In ‘Quill Corporation v. North Dakota’, the US Supreme Court held that, under the dormant Commerce Clause of the US Constitution, the states cannot require out-of-state vendors to collect sales taxes because such vendors lack physical presence in the taxing state. As internet commerce has grown, Quill’s physical presence test has severely hampered the states’ ability to enforce their sales taxes since the states cannot obligate out-of-state internet firms to collect the taxes attributable to their respective sales.
Much of the Supreme Court’s case law suggests that, under the banner of stare decisis, the Court should not overturn Quill. This case law indicates that it is Congress’s job to modify or reject the physical presence test established in Quill. Quill was decided under the dormant Commerce Clause and thus can be overturned by Congress. The Court has repeatedly indicated and stated in Quill itself that Congress should correct the Court when Congress has the authority to do so.
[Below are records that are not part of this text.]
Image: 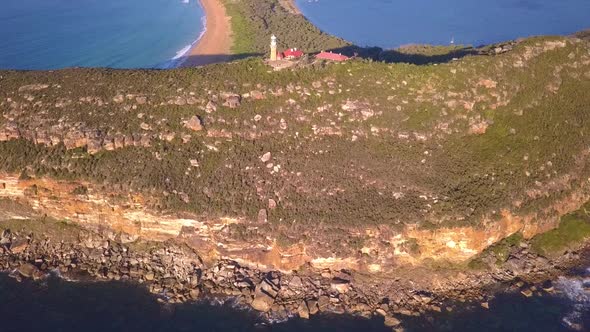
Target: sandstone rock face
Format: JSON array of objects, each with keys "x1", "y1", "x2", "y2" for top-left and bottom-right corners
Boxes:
[
  {"x1": 297, "y1": 301, "x2": 310, "y2": 319},
  {"x1": 222, "y1": 94, "x2": 242, "y2": 108},
  {"x1": 184, "y1": 115, "x2": 203, "y2": 131},
  {"x1": 252, "y1": 279, "x2": 278, "y2": 312},
  {"x1": 18, "y1": 263, "x2": 37, "y2": 278},
  {"x1": 330, "y1": 279, "x2": 350, "y2": 294}
]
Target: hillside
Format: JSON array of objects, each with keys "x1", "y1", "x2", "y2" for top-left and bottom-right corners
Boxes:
[
  {"x1": 224, "y1": 0, "x2": 351, "y2": 57},
  {"x1": 0, "y1": 33, "x2": 590, "y2": 266}
]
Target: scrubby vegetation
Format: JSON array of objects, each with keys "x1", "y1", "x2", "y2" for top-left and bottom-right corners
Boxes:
[
  {"x1": 531, "y1": 203, "x2": 590, "y2": 255},
  {"x1": 0, "y1": 35, "x2": 590, "y2": 236},
  {"x1": 225, "y1": 0, "x2": 350, "y2": 55}
]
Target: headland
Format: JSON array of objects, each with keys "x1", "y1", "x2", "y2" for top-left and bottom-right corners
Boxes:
[{"x1": 180, "y1": 0, "x2": 232, "y2": 67}]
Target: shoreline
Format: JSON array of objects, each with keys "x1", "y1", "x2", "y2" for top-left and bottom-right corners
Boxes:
[
  {"x1": 0, "y1": 215, "x2": 590, "y2": 327},
  {"x1": 177, "y1": 0, "x2": 232, "y2": 68}
]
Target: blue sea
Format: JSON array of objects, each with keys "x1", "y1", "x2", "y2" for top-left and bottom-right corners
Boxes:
[
  {"x1": 0, "y1": 270, "x2": 590, "y2": 332},
  {"x1": 296, "y1": 0, "x2": 590, "y2": 48},
  {"x1": 0, "y1": 0, "x2": 204, "y2": 69}
]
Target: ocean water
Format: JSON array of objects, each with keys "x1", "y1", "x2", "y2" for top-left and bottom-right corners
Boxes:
[
  {"x1": 0, "y1": 270, "x2": 590, "y2": 332},
  {"x1": 0, "y1": 0, "x2": 204, "y2": 69},
  {"x1": 296, "y1": 0, "x2": 590, "y2": 48}
]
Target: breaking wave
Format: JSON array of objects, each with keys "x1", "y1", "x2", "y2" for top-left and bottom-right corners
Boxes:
[{"x1": 555, "y1": 268, "x2": 590, "y2": 331}]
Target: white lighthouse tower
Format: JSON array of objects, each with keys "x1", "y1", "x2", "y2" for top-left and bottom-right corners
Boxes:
[{"x1": 270, "y1": 35, "x2": 277, "y2": 61}]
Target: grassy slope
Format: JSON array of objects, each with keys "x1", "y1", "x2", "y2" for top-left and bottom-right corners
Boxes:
[
  {"x1": 0, "y1": 38, "x2": 590, "y2": 241},
  {"x1": 224, "y1": 0, "x2": 350, "y2": 55}
]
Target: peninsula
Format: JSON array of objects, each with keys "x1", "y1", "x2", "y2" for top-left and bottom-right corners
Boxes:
[{"x1": 0, "y1": 0, "x2": 590, "y2": 329}]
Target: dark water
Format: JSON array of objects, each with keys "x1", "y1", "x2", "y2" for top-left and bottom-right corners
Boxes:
[
  {"x1": 0, "y1": 0, "x2": 204, "y2": 69},
  {"x1": 0, "y1": 274, "x2": 590, "y2": 332},
  {"x1": 296, "y1": 0, "x2": 590, "y2": 48}
]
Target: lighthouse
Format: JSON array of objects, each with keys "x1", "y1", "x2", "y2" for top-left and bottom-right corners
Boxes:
[{"x1": 270, "y1": 35, "x2": 277, "y2": 61}]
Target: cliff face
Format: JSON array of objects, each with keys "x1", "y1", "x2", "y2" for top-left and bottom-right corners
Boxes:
[
  {"x1": 0, "y1": 174, "x2": 590, "y2": 273},
  {"x1": 0, "y1": 38, "x2": 590, "y2": 273}
]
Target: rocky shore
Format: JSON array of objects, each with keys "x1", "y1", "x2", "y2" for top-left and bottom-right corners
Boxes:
[{"x1": 0, "y1": 221, "x2": 580, "y2": 328}]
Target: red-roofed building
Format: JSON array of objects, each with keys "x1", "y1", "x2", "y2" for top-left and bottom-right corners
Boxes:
[
  {"x1": 283, "y1": 48, "x2": 303, "y2": 59},
  {"x1": 315, "y1": 52, "x2": 350, "y2": 61}
]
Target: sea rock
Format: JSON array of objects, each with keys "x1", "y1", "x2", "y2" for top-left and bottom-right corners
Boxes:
[
  {"x1": 17, "y1": 263, "x2": 38, "y2": 278},
  {"x1": 10, "y1": 239, "x2": 29, "y2": 254},
  {"x1": 330, "y1": 278, "x2": 350, "y2": 294},
  {"x1": 383, "y1": 315, "x2": 401, "y2": 327},
  {"x1": 251, "y1": 289, "x2": 275, "y2": 312},
  {"x1": 307, "y1": 300, "x2": 320, "y2": 315},
  {"x1": 260, "y1": 152, "x2": 272, "y2": 163},
  {"x1": 223, "y1": 94, "x2": 242, "y2": 108}
]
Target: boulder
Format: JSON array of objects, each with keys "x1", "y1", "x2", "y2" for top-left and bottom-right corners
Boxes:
[
  {"x1": 17, "y1": 263, "x2": 37, "y2": 278},
  {"x1": 223, "y1": 94, "x2": 242, "y2": 108},
  {"x1": 251, "y1": 291, "x2": 275, "y2": 312},
  {"x1": 144, "y1": 271, "x2": 156, "y2": 281},
  {"x1": 383, "y1": 315, "x2": 401, "y2": 327},
  {"x1": 330, "y1": 279, "x2": 350, "y2": 294},
  {"x1": 10, "y1": 239, "x2": 29, "y2": 254},
  {"x1": 307, "y1": 300, "x2": 320, "y2": 315},
  {"x1": 184, "y1": 115, "x2": 203, "y2": 131},
  {"x1": 257, "y1": 209, "x2": 268, "y2": 224},
  {"x1": 297, "y1": 301, "x2": 309, "y2": 319},
  {"x1": 251, "y1": 279, "x2": 279, "y2": 312},
  {"x1": 260, "y1": 152, "x2": 272, "y2": 163}
]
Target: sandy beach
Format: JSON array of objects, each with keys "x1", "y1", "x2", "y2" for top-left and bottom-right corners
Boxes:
[{"x1": 181, "y1": 0, "x2": 232, "y2": 67}]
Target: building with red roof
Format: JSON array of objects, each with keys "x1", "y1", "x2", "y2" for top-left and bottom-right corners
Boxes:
[
  {"x1": 283, "y1": 48, "x2": 303, "y2": 59},
  {"x1": 315, "y1": 52, "x2": 350, "y2": 61}
]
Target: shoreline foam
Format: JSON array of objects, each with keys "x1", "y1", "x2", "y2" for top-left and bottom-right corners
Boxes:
[{"x1": 176, "y1": 0, "x2": 232, "y2": 68}]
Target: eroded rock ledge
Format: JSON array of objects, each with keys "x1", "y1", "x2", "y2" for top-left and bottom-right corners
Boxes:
[{"x1": 0, "y1": 219, "x2": 579, "y2": 327}]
However, a careful assessment of the federal political process suggests a contrary conclusion, namely, that the Supreme Court itself should overturn Quill in the Court’s role as guardian of the states against federal commandeering. A combination of factors supports this conclusion: the tactical advantage which Quill bestows in the political process upon the internet sales industry, the importance of the states in the structure of federalism, the centrality of sales taxes to the financing of state government, the severe impediment which Quill and its physical presence test impose upon the collection of these taxes, and the unique disadvantages of the states in the federal legislative process.
In our system of federalism as it exists today the states are structurally important, but politically disadvantaged. Federal legislators receive no political benefits from helping the states. This contrasts with the political support – votes and campaign contributions – private groups bestow for legislative backing.
Quill effectively commandeers the states to subsidize internet commerce by not taxing it. Quill also hands great political advantage to the defender of the status quo, the internet sales industry which effectively sells its goods sales tax-free because of Quill’s physical presence test. In the federal law making process, defenders of current law have the politically easier task of blocking change in a process which affords them many opportunities to do so. Quill gives that tactical advantage to the internet firms which need merely impede legislation to preserve the status quo – as they have done successfully for over two decades.
South Dakota’s Supreme Court has agreed to hear oral argument this month in ‘South Dakota v. Wayfair, Inc., a case challenging the continuing validity of Quill and its physical presence test. After the South Dakota court addresses this litigation, the US Supreme Court should take this case and, as protector of the states from federal commandeering, should itself overturn Quill.
Quill is an anachronism. The states should be permitted to impose sales tax collection responsibilities on out-of-state firms which sell on the internet.